Talking with the recently graduated SixThirty Spring 2014 Cohort (three of the companies in the class were from out of town) — housing came up as an issue for them living downtown. Many of the options they had weren’t necessarily turn-key (they still needed furniture, bedding, towels, etc) and they were pretty pricey, even for St. Louis standards. Furthermore, most of the property managers weren’t okay with short term (less than 6 months) leases. Every year, we have dozens of companies relocating to St. Louis through Arch Grants, Capital Innovators, SixThirty, etc (with more accelerators are on the horizon) and we don’t have a system for ensuring they have a great place to stay while they are here. Kansas City already has a row of startup houses called Startup Village in place for just this and other purposes. In an ideal world a group of philanthropic individuals or developers would donate a house or row of apartments (city OR county) that would serve as a temporary home for these nomadic founders. It would be great to get ZipCar or Enterprise on board to provide the startup teams with transportation options for work and play.

8. Launch a common resume site to apply to work at a St. Louis startup

I recently came across this site/service called Underdog.io out of New York that allows candidates to bulk apply for positions at NY-area startup companies. They charge a nominal fee for startups to access to their candidate pool. Talk about a great business idea! Monetization aside, this would be great for St. Louis to facilitate the time-consuming process of sorting through resumes to find quality candidates.
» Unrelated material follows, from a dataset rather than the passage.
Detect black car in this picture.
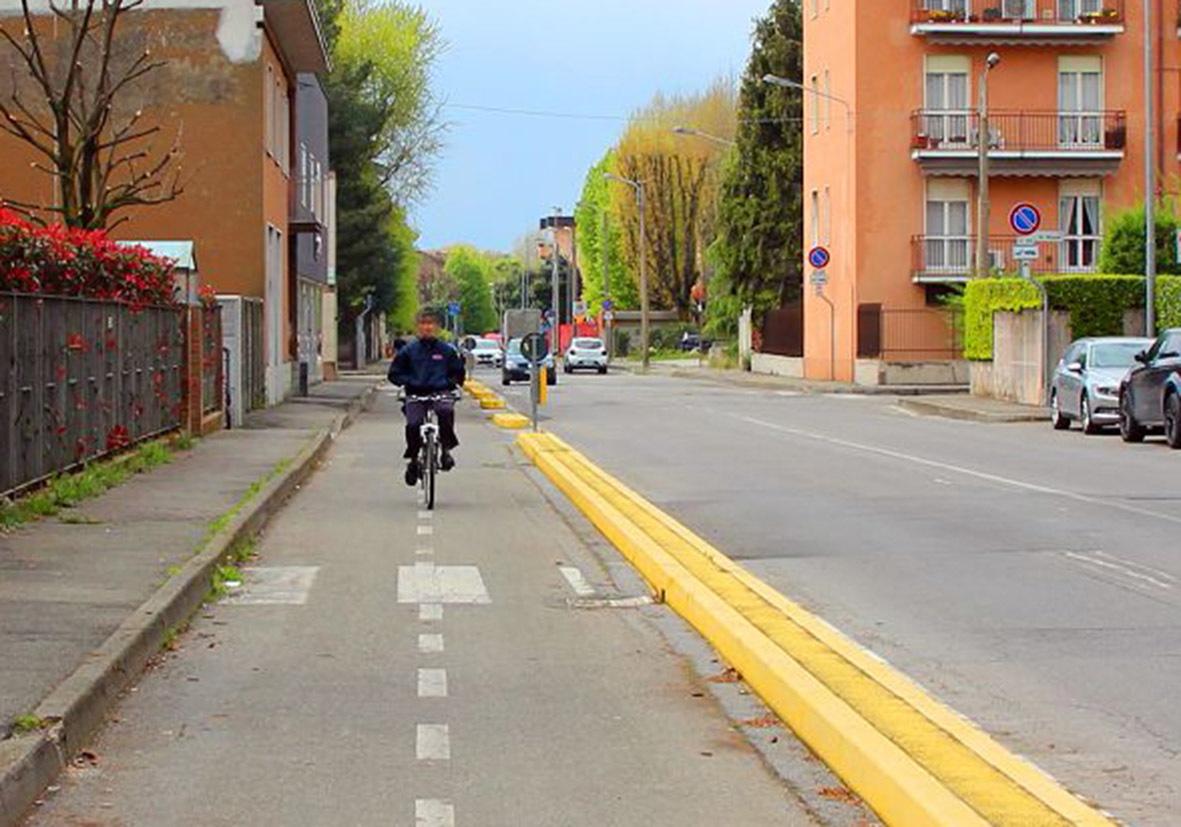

9. Add personal stories to the larger St. Louis startup narrative

I absolutely loved reading the Medium articles written by Juney Ham and Jon Wheatley about their personal experiences in moving their startups from the Bay Area to St. Louis. These articles got a tremendous amount of traction through social channels and didn’t cost us a cent in PR. SEO benefits aside, this kind of personal-based storytelling can serve as additional ammunition in the ongoing battle to retain and recruit talent to St. Louis. And luckily, there are sites like STL Curator who are already doing this. Let’s collectively amplify their message and get more startup-focused stories told, like this one about Steve Marciniak and Sam Sullivan at Trackbill.

10. Purchase / lease a bus for startup field trips.

Okay, this is bit of a stretch. But a guy can dream, right? So, being a T-REX member, I interact with a lot of great startup folks, but, admittedly so, I end up talking and socializing with the same group of people. We need new and creative ways of growing community between entrepreneurs beyond the occasional happy hour. There’s this great group that I heard out of the valley called Startup Hike — they plan and organize regular trips outside of the workspace into the more outdoorsy part of the region. I think this would be great way to encourage interaction outside of our startup hubs and introduce people new to St. Louis to our amazing network of parks and greenspace just a short drive (most are less than 2 hours) outside of the city.

So, what do you think? What would you change or add to the St. Louis startup community?